As the world awaits the verdict in the Kyle Rittenhouse trial, Carpenter worries his city could soon be under attack — again. And he doesn’t have a lot of faith that Gov. Tony Evers has done enough to keep Kenosha safe.
Carpenter, who watched his family-owned business go up in flames during the Black Lives Matter riots that ravaged Kenosha has this to say about Evers’ mobilizing 500 National Guard members to be on standby just in case things get rough following the Rittenhouse verdict.
“Really, that’s it?,” Carpenter said Monday afternoon as closing arguments continued. “Didn’t we learn from the last time that that didn’t work out for us.”
The “last time” created this time: A teen on trial on homicide charges for shooting three men, two fatally, amid riots in August 2020. Days of violence and destruction hit the Lake Michigan City after a Kenosha police officer shot Jacob Blake, a black man who repeatedly resisted arrest and reached for a knife during a domestic incident.
As has been well documented, Evers was slow to send enough Wisconsin Army National Guard members to protect a city under siege, initially denying offers of federal law enforcement assistance from then-President Donald Trump. Embattled and overmatched local law enforcement agents and government leaders begged Evers to do more to restore order. Finally, after a violent third night of riots in which Rittenhouse, a 17-year-old from nearby Antioch, Ill., shot three rioters, Evers called up enough troops to help law enforcement regain control.
By then, B&L Office Furniture, the business Carpenter’s parents opened more than 40 years ago, was history — like so many others in the 1100 block of Kenosha’s 60th Street.
“I believe if (Gov.Tony Evers) would have called the Guard out right away none of this would have happened. I believe that 100 percent,” Carpenter said in an Empower Wisconsin video on the riots.
He’s hopeful Kenosha doesn’t see a repeat of the turmoil in the wake of the Rittenhouse verdict, expected anytime.
“It’s unfortunate,” Carpenter said. “He (Rittenhouse) is where he’s at and people are dead” because of lawlessness.

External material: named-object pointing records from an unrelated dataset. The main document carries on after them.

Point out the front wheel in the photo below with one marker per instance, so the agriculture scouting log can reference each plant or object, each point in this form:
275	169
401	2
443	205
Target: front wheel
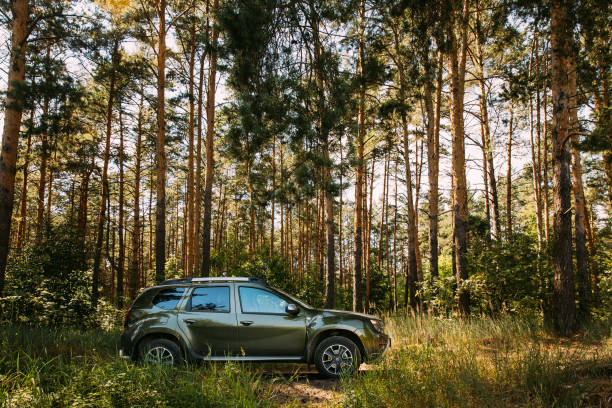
336	356
161	351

He’s got a message for all: “Be calm.”
“Don’t make any knee-jerk decisions, don’t go fanning the flames,” Carpenter said. (Evers was widely criticized after sending out an incendiary, politically-motivated statement following the Jacob Black shooting.) “Let the system do what the system needs to do. And if the system really is broken, let’s fix the system, don’t just burn it down.”